Char’s blue vinyl faux-liage is striking, and it’s a nice match for the rainy environs, so I want to like it more. But the fabric is a bit too heavy and the composition a bit too lopsided, which takes away from the dripping-leaves effect and gives it more of a “soggy blue-corn tortilla chips” look. You can tell that Char tried to give the overall shape more balance with the bright section of smaller fragments near the waist, but it’s not enough—nor is the curl around the model’s calf, which feels like an afterthought.
Amanda’s look resembles a Legend Of Zelda monster, but in her defense, it looks like a monster from a dungeon late in the game. It’s no pushover, this tower of eyeballs. You can picture the death beams that would burst forth from those eyes—at least, you would be able to picture them, but Amanda seems to have used the heavy-lidded gaze of fellow designer Alexander as her inspiration here. Those eyes look more sleepy than menacing, which is a shame; If Amanda had executed this idea with more success, she’d be a shoo-in as the costume designer for Heidi Klum’s Staring Olympics, coming to Lifetime in 2015.
Sandhya, Kini, and Sean make up the top three. As much as I have enjoyed Sandhya as a character this season, come on now. Her model looks like the sidekick from a rejected Sid & Marty Krofft pilot. Nina and Fitzgerald, at least, have the self-respect to express some hesitation amid their praise. Nina says, “It is at the tipping point of looking a little bit circusy-slash-childlike,” which is like watching the 007-as-clown scenes from Octopussy and concluding, “That might be a little bit of a departure for the character.”
But Posen is giddy. He declares, “This made me want to do a rain dance.” Then he gyrates clumsily but adorably to the beat of a Raffi song playing on a broken tape recorder in his head.

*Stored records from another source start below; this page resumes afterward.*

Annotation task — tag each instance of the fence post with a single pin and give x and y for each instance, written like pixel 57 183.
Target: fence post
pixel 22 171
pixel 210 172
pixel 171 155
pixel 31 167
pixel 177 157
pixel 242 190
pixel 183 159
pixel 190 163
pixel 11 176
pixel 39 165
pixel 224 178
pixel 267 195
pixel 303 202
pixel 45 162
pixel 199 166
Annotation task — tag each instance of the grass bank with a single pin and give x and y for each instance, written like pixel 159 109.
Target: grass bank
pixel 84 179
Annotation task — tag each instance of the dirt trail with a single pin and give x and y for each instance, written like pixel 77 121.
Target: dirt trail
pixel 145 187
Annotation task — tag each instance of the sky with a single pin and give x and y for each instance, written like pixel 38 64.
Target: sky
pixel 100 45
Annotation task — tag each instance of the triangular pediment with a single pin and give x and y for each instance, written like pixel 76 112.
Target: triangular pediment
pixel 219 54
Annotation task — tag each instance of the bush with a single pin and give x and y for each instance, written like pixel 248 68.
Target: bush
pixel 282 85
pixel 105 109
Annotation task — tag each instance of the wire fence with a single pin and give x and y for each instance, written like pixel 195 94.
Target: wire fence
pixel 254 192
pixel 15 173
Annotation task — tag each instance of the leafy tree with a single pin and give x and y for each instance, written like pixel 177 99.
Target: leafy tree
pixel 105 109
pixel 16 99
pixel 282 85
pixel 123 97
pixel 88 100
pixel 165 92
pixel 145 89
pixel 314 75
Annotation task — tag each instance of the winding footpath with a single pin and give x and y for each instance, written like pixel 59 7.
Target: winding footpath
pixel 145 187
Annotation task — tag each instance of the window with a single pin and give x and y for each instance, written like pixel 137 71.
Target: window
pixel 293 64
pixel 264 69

Nina pines for the somehow-more-respectable days of Michael Kors, and Heidi is just confused, as German children are forbidden from dancing during inclement weather.
Kini’s interpretation of an umbrella is the rare Project Runway design that’s an instant stunner when the model takes the stage and continues to develop as you look at it. The drama of the umbrella skirt is the most striking part at first glance. A still image can’t capture the mesmerizing way the model’s movement reverberated through this structure, which reflects its inspiration, an umbrella, but also evokes the blades of a jet engine.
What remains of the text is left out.